SRF News: Frau Bundespräsidentin, das Parlament trifft sich im Mai zu einer ausserordentlichen Session – auch weil der Bundesrat das verlangt hatte. Warum ist das wichtig?

Simonetta Sommaruga: Es ist wichtig, dass sich das Parlament einbringen kann. Es ist die Vertretung des Volkes und der Kantone. Gleichzeitig hat das Parlament auch die Aufsicht über den Bundesrat und dort eine Verantwortung zu tragen. Der Bundesrat begrüsst es, wenn wir das Parlament wieder einbeziehen können. Wir brauchen eine gute Zusammenarbeit in der ausserordentlichen Lage, die eine grosse Belastung darstellt.

Das Parlament kann in der ausserordentlichen Lage auch Verordnungen verabschieden, welche im Zweifelsfall sogar die Entscheide des Bundesrates korrigieren könnten. Was sagen Sie dazu?

Bei Treffen mit dem Ratspräsidium und den Partei- und Fraktionsspitzen spüre ich, dass man sich gegenseitig unterstützten möchte. Wir berücksichtigen, dass wir uns in einer ausserordentlichen Lage befinden. Für mich ist es wichtig, dass wir die Kantone einbeziehen.

Für mich ist es wichtig, dass wir die Kantone einbeziehen.

Ich habe am Montag die Regierungspräsidentinnen und -präsidenten eingeladen. Wir sind in einer Situation, in der wir die Bevölkerung mitnehmen wollen und müssen. Ich bin beeindruckt, wie sich die Bevölkerung auf die weitreichenden Massnahmen einlässt.

Der Föderalismus ist zur Diskussion gestellt – der Bund sagt, welche Massnahmen getroffen werden dürfen und nicht die Kantone.
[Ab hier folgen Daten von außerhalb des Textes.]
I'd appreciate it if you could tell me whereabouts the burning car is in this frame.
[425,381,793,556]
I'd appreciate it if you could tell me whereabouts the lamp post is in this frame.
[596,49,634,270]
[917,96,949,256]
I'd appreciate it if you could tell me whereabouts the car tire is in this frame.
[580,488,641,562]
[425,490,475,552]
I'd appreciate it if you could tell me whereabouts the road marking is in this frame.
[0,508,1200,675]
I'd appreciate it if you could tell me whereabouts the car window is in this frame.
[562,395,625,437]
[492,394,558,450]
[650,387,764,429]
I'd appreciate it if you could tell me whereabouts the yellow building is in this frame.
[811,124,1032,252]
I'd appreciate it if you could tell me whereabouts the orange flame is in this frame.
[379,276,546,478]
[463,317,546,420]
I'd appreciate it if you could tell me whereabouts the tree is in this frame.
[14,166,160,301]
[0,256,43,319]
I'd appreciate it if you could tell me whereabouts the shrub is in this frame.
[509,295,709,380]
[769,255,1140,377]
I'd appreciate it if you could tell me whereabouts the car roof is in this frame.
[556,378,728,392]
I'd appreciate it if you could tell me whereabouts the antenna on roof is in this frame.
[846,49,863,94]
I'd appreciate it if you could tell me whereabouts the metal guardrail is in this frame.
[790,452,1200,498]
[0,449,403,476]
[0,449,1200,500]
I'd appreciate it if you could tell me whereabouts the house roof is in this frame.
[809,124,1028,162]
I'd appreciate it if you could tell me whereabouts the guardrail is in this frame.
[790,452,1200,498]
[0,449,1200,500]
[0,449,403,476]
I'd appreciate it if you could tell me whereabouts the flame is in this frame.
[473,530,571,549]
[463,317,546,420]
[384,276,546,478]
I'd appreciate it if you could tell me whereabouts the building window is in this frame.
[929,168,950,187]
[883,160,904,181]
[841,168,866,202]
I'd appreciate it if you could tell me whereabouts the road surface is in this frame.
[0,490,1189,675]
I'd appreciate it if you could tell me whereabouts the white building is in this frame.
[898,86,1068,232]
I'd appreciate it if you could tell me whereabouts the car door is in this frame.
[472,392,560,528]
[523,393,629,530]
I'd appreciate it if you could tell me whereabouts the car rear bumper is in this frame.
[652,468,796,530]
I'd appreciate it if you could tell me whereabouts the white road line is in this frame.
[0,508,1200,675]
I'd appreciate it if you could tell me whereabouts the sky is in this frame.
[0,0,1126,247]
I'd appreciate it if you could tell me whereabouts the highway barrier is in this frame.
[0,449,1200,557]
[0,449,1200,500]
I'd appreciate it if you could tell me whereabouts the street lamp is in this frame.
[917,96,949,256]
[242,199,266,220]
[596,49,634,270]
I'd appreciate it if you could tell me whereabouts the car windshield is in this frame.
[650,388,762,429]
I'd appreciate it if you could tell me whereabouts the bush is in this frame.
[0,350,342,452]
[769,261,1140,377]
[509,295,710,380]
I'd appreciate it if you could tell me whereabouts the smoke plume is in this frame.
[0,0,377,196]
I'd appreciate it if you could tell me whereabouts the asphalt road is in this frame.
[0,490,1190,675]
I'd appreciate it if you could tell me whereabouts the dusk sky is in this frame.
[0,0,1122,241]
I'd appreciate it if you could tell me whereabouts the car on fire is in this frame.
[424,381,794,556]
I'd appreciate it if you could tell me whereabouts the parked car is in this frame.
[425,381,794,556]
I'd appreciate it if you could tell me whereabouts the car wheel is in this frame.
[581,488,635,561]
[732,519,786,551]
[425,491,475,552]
Im Waadt und im Tessin gibt es deshalb Probleme. Wie gehen Sie damit um?

Die Situation ist ein Stresstest für den Föderalismus. Aber wir sind uns alle einig: Es geht darum, dass wir an erster Stelle die Gesundheit der Bevölkerung schützen. Gleichzeitig müssen wir die Wirtschaft unterstützen, die zum Teil in einer sehr schwierigen Situation ist: Firmen, Freischaffende, Selbständige. Da haben wir keine Differenzen zwischen den Akteuren. Zusätzlich sind einzelne Kantone wegen ihrer geografischen Lage zurzeit mehr betroffen als andere. Da suchen wir Lösungen mit den Kantonen.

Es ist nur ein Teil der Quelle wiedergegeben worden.